Gabrielle visits two past lives, one in 1910, the Belle Epoch era in Paris, where she is a concert pianist married to a lovely man, who she feels is a bit dull. And another in Los Angeles in 2014, where she’s an aspiring model/actress earning a living as a house sitter, while she waits for her break. In both of her lifetimes she encounters a man named Louis Lewansky, played by George MacKay (1917). In each life, they are drawn to each other.
In the first lifetime, he is a refined handsome suitor who pursues her in spite of the fact that she’s married. In the second, Louis is an ‘incel,’ a character based on a real life person who committed a number of murders. Louis and Gabrielle also meet up in their present, 2044. In each lifetime, she is unaware of their past relationships. There is just a connection that draws her to them.
Bonnello cuts back and forth between the three timelines, and the three stories. He’s also given each a distinct visual style. The scenes in Paris in 1910, which are shot in 35mm, feels like a period drama. The Los Angeles sequences, are shot in a modern style, of course, and 2044, even more so.
The juxtaposition makes 2014 in particular feels slightly jarring. This seems to be by design, to create a slightly off-center feeling.
As well, in the more modern time periods. Bonnello has a slightly surreal feel, with smatterings of what seem like small nods to filmmakers David Lynch and David Cronenberg, who like to play in the space between sci-fi, surrealism and the philosophical.
That sense of surrealism isn’t dominant. It’s that there is just enough to keep us off guard, and remind us where we are in her psyche. But it is more pronounced as the film moves on, with characters and symbols repeating in the various time frames.
For instance, Gabrielle is always an artist, She consults a psychic (Marta Hoskins) in both 1910, introduced to her by Louis, and again in 2014, when she finds her in a pop up box on her computer, both times issuing the same caution, in the same words. Dolls are another repeating object that show up in all three timelines in different ways. In 2044, Guslagie Malanda (Saint Omer) is Poupée Kelly, a life sized very human like doll that is meant to support Gabrielle as she goes through the experience of her past lives.
What isn’t surreal are the emotions that the film evokes. Gabrielle has a sense of dread and anxiety through all her lifetimes. Something that isn’t always overt, but becomes more observable as the film goes on, and more palpable for the viewer. The film also has moments of sensuality and eroticism.
And he’s cast it beautifully, Seydoux is quietly compelling, and really holds the center of the film. There’s a lovely chemistry between her and Mackay.

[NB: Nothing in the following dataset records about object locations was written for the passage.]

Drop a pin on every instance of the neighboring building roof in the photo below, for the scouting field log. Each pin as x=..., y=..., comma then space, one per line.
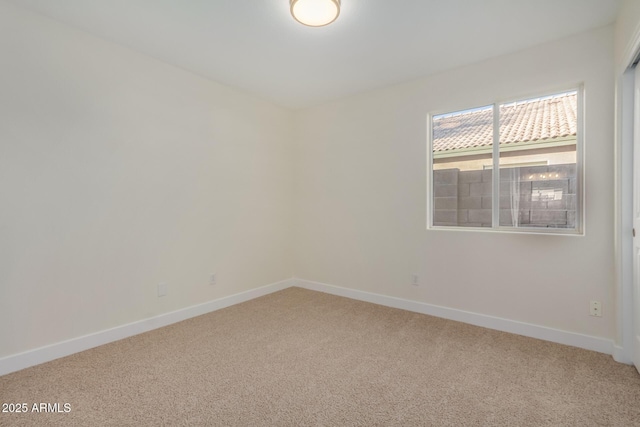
x=528, y=121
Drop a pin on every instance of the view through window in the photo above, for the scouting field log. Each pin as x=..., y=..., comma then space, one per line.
x=536, y=183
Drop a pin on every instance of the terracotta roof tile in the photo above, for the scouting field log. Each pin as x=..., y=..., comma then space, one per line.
x=527, y=121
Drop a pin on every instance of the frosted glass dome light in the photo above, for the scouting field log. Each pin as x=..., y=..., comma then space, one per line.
x=315, y=13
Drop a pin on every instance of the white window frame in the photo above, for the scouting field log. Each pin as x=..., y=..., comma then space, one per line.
x=495, y=195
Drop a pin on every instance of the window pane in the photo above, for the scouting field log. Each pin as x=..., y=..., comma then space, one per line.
x=462, y=172
x=538, y=174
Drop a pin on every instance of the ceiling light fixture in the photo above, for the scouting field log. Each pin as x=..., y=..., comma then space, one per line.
x=315, y=13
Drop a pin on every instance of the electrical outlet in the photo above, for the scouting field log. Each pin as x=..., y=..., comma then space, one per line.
x=415, y=280
x=162, y=289
x=595, y=309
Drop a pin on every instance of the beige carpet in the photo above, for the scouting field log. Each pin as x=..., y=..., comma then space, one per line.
x=299, y=357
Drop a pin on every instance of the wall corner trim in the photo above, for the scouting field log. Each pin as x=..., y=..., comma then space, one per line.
x=600, y=345
x=16, y=362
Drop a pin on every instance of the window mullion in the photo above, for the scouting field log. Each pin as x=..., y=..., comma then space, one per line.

The film is long, some might argue too long for where it’s going and what it’s saying. That’s not because it isn’t saying something deep and meaningful. Bonnello wants us to take our time. He’s given it a certain pace that weaves you in if you’re willing to go with it. And things to contemplate if you do.
The Beast. Directed by Bertrand Bonello, Starring Léa Seydoux, George MacKay, Guslagie Malanda. In theatres in Toronto and Vancouver on April 19.